Evidence that the activation of an inactive pool of membrane-associated protein kinase C is linked to the IL-2-dependent survival of T lymphocytes.

The activation of protein kinase C (PKC) is believed to result from the translocation of inactive cytosolic enzyme to the lipid environment of membranes. However, by using a novel method for measuring PKC activity directly in isolated membranes, we have previously shown that a significant proportion of the PKC present in a variety of cells associates with membranes in an inactive state, and that this pool of inactive PKC can be stimulated specifically in cells in the absence of translocation.
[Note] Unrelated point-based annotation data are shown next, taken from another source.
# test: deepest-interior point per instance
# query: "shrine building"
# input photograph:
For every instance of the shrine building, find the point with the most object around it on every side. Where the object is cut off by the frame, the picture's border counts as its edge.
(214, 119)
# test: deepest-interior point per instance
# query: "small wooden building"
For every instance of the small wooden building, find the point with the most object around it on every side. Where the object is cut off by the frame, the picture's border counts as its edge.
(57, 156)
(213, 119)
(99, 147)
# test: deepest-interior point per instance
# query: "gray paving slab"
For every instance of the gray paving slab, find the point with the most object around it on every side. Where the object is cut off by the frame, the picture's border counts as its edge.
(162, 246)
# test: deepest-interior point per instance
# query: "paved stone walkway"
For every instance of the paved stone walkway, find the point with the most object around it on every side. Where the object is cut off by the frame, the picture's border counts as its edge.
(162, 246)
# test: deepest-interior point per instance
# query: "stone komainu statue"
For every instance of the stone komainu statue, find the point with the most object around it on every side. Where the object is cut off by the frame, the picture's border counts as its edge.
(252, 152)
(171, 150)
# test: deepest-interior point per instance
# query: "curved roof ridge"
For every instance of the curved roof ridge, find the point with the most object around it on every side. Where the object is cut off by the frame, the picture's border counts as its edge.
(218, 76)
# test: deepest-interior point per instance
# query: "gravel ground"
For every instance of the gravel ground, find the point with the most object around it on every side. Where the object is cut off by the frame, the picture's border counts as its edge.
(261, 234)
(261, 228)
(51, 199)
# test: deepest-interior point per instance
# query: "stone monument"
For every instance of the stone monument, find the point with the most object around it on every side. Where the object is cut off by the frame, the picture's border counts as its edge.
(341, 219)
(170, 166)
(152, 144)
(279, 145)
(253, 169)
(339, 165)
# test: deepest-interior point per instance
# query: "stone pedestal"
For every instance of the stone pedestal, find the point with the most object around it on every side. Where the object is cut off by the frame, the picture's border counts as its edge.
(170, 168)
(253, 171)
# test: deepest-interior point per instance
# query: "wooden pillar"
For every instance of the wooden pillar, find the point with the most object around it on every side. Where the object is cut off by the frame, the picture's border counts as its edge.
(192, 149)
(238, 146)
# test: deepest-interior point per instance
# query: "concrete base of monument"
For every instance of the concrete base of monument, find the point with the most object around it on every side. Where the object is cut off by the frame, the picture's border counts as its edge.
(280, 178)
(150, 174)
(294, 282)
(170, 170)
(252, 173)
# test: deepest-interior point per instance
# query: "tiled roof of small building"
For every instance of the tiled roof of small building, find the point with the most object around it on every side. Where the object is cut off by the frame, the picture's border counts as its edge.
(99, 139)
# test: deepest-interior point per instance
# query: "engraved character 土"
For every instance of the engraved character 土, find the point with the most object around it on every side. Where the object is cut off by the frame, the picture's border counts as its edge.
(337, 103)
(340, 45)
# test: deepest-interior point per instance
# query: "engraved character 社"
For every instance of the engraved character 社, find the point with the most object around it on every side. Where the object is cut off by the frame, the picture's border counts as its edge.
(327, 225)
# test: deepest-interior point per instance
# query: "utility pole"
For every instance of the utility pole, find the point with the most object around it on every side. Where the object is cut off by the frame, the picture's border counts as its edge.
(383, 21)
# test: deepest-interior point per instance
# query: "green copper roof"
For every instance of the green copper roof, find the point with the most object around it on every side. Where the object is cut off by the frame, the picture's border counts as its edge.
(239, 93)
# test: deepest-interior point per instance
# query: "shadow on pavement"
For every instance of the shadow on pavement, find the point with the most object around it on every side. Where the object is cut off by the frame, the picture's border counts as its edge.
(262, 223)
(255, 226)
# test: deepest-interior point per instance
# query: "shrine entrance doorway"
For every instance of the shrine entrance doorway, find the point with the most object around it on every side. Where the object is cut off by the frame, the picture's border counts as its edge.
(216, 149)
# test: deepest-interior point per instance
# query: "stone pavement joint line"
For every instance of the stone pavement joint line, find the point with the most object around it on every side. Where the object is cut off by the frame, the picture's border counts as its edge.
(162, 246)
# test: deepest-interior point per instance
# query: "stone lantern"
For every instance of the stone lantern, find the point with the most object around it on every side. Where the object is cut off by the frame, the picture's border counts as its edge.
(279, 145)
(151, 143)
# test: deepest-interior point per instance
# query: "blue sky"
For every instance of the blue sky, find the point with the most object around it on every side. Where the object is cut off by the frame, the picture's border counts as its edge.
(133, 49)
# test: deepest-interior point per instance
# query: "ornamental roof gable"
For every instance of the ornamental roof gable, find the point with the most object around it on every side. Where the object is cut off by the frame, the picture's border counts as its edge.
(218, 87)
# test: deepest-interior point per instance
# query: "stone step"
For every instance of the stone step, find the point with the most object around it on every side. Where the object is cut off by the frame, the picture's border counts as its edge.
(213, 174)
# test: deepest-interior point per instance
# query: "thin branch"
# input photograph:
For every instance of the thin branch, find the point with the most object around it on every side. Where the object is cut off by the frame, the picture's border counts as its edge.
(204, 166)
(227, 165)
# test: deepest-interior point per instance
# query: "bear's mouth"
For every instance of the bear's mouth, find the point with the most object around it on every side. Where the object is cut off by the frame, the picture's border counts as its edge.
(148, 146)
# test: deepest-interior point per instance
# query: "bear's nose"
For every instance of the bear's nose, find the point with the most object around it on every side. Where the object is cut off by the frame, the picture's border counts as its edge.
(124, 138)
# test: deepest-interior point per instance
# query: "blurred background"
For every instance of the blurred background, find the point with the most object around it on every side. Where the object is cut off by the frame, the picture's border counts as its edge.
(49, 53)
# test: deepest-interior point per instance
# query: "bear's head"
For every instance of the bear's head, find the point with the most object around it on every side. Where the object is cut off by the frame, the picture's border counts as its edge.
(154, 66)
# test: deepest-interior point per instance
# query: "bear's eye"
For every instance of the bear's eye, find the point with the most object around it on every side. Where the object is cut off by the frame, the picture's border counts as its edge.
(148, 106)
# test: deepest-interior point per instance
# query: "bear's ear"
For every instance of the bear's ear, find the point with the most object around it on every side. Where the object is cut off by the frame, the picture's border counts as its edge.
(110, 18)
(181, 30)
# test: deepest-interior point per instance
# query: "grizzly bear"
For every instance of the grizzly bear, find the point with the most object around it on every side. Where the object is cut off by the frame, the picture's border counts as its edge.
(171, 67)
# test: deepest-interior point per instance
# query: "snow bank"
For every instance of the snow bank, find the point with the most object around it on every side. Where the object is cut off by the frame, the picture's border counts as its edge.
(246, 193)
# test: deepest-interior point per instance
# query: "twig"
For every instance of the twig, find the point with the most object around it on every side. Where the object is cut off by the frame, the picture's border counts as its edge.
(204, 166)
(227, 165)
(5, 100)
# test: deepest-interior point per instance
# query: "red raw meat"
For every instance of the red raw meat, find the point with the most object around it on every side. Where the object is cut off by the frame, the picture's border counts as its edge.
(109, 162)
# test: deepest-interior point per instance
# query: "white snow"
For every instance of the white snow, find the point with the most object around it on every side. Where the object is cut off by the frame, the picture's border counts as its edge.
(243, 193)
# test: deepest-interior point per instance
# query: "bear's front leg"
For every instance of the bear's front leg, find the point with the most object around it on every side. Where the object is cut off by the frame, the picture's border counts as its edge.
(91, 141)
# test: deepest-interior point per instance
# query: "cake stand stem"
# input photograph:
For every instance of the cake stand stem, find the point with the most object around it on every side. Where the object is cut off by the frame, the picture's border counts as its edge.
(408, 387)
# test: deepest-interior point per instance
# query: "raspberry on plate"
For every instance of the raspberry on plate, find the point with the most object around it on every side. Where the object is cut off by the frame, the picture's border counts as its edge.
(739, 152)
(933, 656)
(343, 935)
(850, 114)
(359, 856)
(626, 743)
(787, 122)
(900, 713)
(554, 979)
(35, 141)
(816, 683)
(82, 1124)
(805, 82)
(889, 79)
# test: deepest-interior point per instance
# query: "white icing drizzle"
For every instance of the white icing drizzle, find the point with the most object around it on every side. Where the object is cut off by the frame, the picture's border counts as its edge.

IL-2 did not stimulate the translocation of PKC to membranes in the IL-2-dependent mouse T cell line, CTLL-2. Nevertheless, a transient, two approximately threefold increase in membrane PKC activity was observed within 10 min of IL-2 addition to these cells. This increase was entirely caused by the activation of a pool of inactive membrane PKC previously associated with the membrane. The inhibition of PKC activity by the specific inhibitors bisindolylmaleimide (BIS) and 1-O-hexadecyl-2-O-methyl-rac-glycerol (AMG) blocked the ability of IL-2 to suppress the onset of apoptosis in IL-2 and serum-deprived CTLL-2 cells. The inhibition of this important function of IL-2 was most pronounced when the PKC inhibitors were added to the medium within 2 h of stimulating the cells with IL-2. The results suggest that transient activation of inactive membrane PKC is linked to the IL-2 receptor signaling, and may be an important step in the mechanism(s) by which the cytokine suppresses cell death in T lymphocytes.